Dans cette humanité, Marième Ndiaye proclame : « Ensemble, on va plus loin ». Une toile comme un cri doux. Un appel à la cohésion.
Puis Aminata Seck, dans un geste simple et magnifique, peint « L’espoir » de rester. De bâtir ici. De croire que l’exil n’est pas la seule issue. Trois silhouettes, du café sur la peau et cette lumière au centre : celle d’un avenir possible.
Oui, un avenir radieux est possible pour qui connaît Fatoumata Sy. L’artiste ose dire la complexité de la seconde épouse. Ñaareel, belle et redoutée, amie et rivale. Une figure ambivalente, rendue avec justesse.

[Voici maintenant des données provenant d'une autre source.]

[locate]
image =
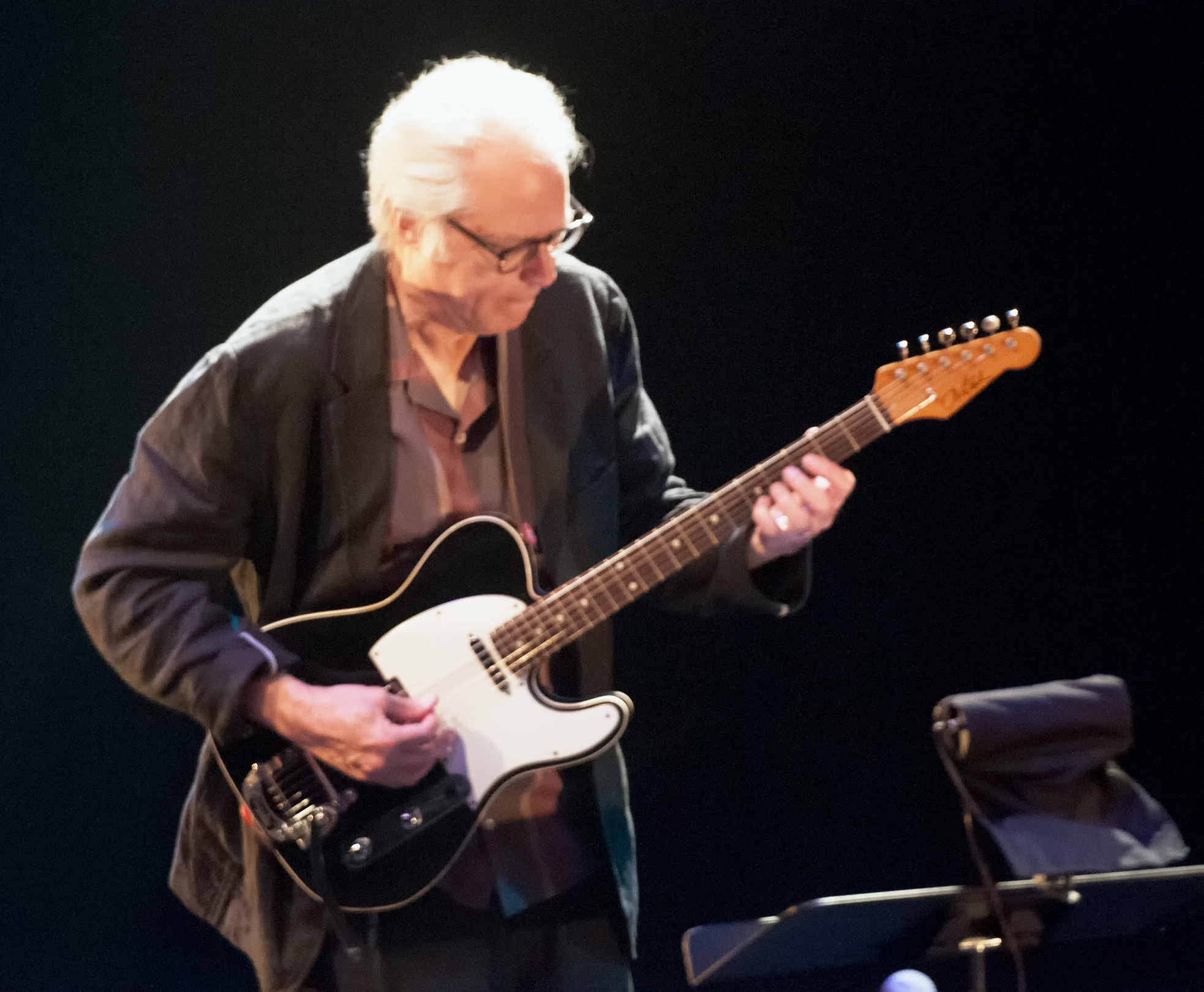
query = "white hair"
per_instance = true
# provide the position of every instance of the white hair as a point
(417, 153)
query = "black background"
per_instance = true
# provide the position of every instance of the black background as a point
(783, 189)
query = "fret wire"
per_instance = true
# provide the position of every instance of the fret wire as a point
(645, 550)
(653, 559)
(683, 536)
(600, 583)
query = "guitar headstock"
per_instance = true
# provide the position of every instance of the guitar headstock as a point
(941, 381)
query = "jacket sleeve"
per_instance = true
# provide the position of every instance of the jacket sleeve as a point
(154, 572)
(720, 581)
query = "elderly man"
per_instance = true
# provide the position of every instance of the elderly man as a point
(356, 412)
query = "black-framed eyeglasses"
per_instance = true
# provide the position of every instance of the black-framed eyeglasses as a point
(560, 242)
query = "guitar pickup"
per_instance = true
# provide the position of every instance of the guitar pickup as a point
(390, 830)
(495, 671)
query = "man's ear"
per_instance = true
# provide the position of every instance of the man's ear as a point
(406, 227)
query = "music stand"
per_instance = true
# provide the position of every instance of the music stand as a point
(908, 927)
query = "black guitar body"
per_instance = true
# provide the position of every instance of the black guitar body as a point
(413, 833)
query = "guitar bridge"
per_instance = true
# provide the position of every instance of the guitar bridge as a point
(292, 797)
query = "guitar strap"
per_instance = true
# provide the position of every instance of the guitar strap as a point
(514, 438)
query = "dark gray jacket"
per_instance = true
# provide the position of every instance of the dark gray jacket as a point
(266, 475)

Ndèye Marie Tall, elle, ne crie pas. Mais son tableau, « Amatuma xol », hurle en silence. Excusez l’oxymore. « Je n’ai plus de cœur », dit-il. Et pourtant, il bat encore. Pour toutes.
Enfin, Adama Thiam conclut. Une noix de cola « Guró». Une offrande. Une promesse. Une prière qui scelle la paix. « La noix de cola est présente dans toutes les cérémonies aussi bien religieuses que celles autres traditionnelles. Elle est présente dans notre vie de la naissance à la mort avec un pouvoir culturel, mais aussi cultuel », explique-t-elle.
Ces vingt-deux femmes ne demandent rien. Elles donnent tout. Elles bâtissent, avec la matière, des cathédrales de sens. Elles ne veulent pas plaire. Elles veulent faire voir. Et ce qu’elles nous offrent, c’est un monde où la beauté est un combat et l’art, un acte d’amour.